Fig. 4 Aromatic resonances of 4b in the ¹H-NOESY spectrum (mixing time of 500 ms) in CD₂Cl₂ at 21 °C. Negative NOE correlations are shown in blue, positive exchange correlations are shown in red.

The dynamic behaviour in 4a,b is a result of the hemilabile binding of the aryl group; the side-on coordination of the η¹,η⁶ chelating ligand is released, while in the same instance the η¹-bound ligand coordinates as a chelate, ultimately reproducing the complex (Fig. S6†). Quantitative analysis of the ¹H-NOESY spectra yielded exchange rate constants of k_294K = 1.2 s⁻¹ and k_273K = 0.12 s⁻¹ for 4b in CD₂Cl₂. The values only changed slightly when the experiments were carried out in CDCl₃ (k_294K = 1.3 s⁻¹) or THF-D₈ (k_294K = 0.9 s⁻¹). Thus, we propose a concerted reaction mechanism as the rate of exchange showed no increase in coordinating solvent. Comparable exchange rate values were also found for 4a (in THF-d8: k_294K = 0.9 s⁻¹). The free energies of activation of 4b in CD₂Cl₂ were calculated from the appropriate rate constants and gave values of ΔG^‡_294K = 71.2 kJ mol⁻¹ and ΔG^‡_273K = 71.5 kJ mol⁻¹. Related studies by Mirkin and co-workers gave free energies of activation of similar magnitude for their system.^6f

In order to clarify whether the phenomenon of η⁶ side-on coordination to rhodium is exclusive to our bulky MOP-phosphonite ligands 2a,b or is valid for complexes of other MOP type ligands too, we utilised Hayashi's OMe-MOP ligand to synthesise the analogous [Rh(OMe-MOP)₂]BF₄ (5) complex. Full characterisation by NMR spectroscopy revealed a similar (σ-P, π-arene)-binding situation as observed for 4a,b. Its two ³¹P NMR resonances are observed at 50.0 and 37.2 ppm (¹J_PRh = 217 Hz, 197 Hz; ²J_PP = 32.1 Hz). The ¹³C NMR resonances of the six coordinated carbon atoms show the characteristic upfield shift (shifted by 8.4 to 38.4 ppm) which is slightly less pronounced for C9′ and C10′ (Table S1†). In contrast to 4a,b we detected no dynamic exchange in the NOESY NMR spectrum at room temperature, suggesting the arene-coordination is stronger in this case.
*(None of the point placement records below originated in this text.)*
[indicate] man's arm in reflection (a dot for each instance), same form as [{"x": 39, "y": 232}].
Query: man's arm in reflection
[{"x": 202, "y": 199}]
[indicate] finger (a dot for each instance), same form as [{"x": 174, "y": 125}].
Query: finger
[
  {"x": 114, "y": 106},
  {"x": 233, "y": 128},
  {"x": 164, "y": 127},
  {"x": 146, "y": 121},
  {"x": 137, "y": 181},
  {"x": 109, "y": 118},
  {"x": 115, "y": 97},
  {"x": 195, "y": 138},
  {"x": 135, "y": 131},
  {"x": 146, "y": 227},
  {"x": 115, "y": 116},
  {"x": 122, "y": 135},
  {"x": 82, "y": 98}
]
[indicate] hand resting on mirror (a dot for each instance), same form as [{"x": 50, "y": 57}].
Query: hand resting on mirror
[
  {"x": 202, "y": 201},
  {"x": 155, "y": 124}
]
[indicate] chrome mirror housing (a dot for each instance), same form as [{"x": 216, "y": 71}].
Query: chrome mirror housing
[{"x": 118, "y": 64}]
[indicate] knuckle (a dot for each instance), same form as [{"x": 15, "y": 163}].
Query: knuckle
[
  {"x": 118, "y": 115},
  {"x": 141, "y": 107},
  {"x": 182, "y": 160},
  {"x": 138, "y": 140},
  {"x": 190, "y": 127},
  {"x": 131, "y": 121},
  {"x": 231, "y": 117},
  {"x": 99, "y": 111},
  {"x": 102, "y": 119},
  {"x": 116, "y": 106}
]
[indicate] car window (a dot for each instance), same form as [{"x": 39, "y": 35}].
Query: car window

Reaction of [Rh(acac)(η²-C₂H₄)₂] with two equivalents of OMe-MOP in CDCl₃ also gave characteristic upfield peaks in the ¹³C NMR spectrum indicative of some degree of π-arene bonding, which could have implications in the aforementioned catalysis,^7b–d however phosphine oxidation precluded a full characterisation.
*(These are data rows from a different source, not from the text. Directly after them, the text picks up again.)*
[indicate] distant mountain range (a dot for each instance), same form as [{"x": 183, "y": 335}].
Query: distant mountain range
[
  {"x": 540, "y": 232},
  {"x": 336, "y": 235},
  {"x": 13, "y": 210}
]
Under adapted experimental conditions (to prevent hydrolysis of our phosphonites) we found 2a performed best in the asymmetric addition of phenylboronic acid to 1-napthaldehyde, with a conversion of 85% and an enantioselectivity of 34% (compared to MOP: conversion of 78%, enantioselectivity of 41%).^7d

To further understand the coordination behaviour of MOP ligands with the catalytically important group nine transition metals, we also reacted, in an analogous manner, MOP-phosphonites 2a,b with [IrCl(η⁴-cod)]₂ and were able to synthesise (to the best of our knowledge) the first iridium-MOP complexes [IrCl(2a)(η⁴-cod)] (6a) and [IrCl(2b)(η⁴-cod)] (6b); the ³¹P NMR spectra show a resonance at 140.4 (6a) or 139.6 ppm (6b). The crystal structure of 6a is depicted in Fig. 5; bond lengths and angles are very similar to the corresponding rhodium complex 3a (Ir–P distance: 2.2242(8) Å).

Fig. 5 View of the molecular structure of [IrCl(2a)(η⁴-cod)] (6a) (50% probability thermal ellipsoids). Hydrogen atoms are omitted for clarity.
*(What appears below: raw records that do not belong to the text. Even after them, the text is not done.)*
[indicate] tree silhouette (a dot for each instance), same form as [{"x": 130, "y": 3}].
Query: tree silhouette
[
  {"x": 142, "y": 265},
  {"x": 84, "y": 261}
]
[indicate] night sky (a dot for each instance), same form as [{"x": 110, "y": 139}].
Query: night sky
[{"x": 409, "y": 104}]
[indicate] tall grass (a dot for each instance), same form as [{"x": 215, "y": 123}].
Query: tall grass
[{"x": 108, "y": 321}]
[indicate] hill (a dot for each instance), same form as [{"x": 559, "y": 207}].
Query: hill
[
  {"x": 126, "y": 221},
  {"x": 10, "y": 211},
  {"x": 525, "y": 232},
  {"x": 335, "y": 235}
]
In contrast to the bonding situation found for rhodium, treatment of 6a with silver tetrafluoroborate and an additional equivalent of 2a gave [Ir(2a)₂(η⁴-cod)]BF₄ (7a). The ³¹P NMR exhibits a single resonance at 156.3 ppm; rather than side-on coordination of the arene, the coordination sphere of the metal accommodates two equivalently bound η¹-phosphines and the η⁴-cod ligand (Fig. S7†). When a solution of complex 7a in CDCl₃ was reacted with hydrogen, we observed an immediate colour change from green to orange. The ¹H NMR spectrum showed the disappearance of the cyclooctadiene resonances and the formation of a singlet at 1.53 ppm (indicative of cyclooctane formation) – an assignment of the aryl signals was not possible due to broadened and overlapping resonances. The ³¹P NMR spectrum revealed the formation of multiple products, with the starting material being completely consumed. Two major product peaks were observed as broadened singlets at 167.4 and 135.0 ppm, and the spectrum also showed a pair of doublets at 130.7 and 125.7 ppm with an associated coupling constant of 43.1 Hz (in addition to a number of other minor peaks between 155 and 142 ppm). These doublets indicate that two inequivalent phosphorus nuclei are coupled to each other, which might suggest the formation of an iridium analogue of the rhodium complex 4b. However, we were unable to isolate any of the products for the in-depth analysis which would be required to prove the existence of such a complex.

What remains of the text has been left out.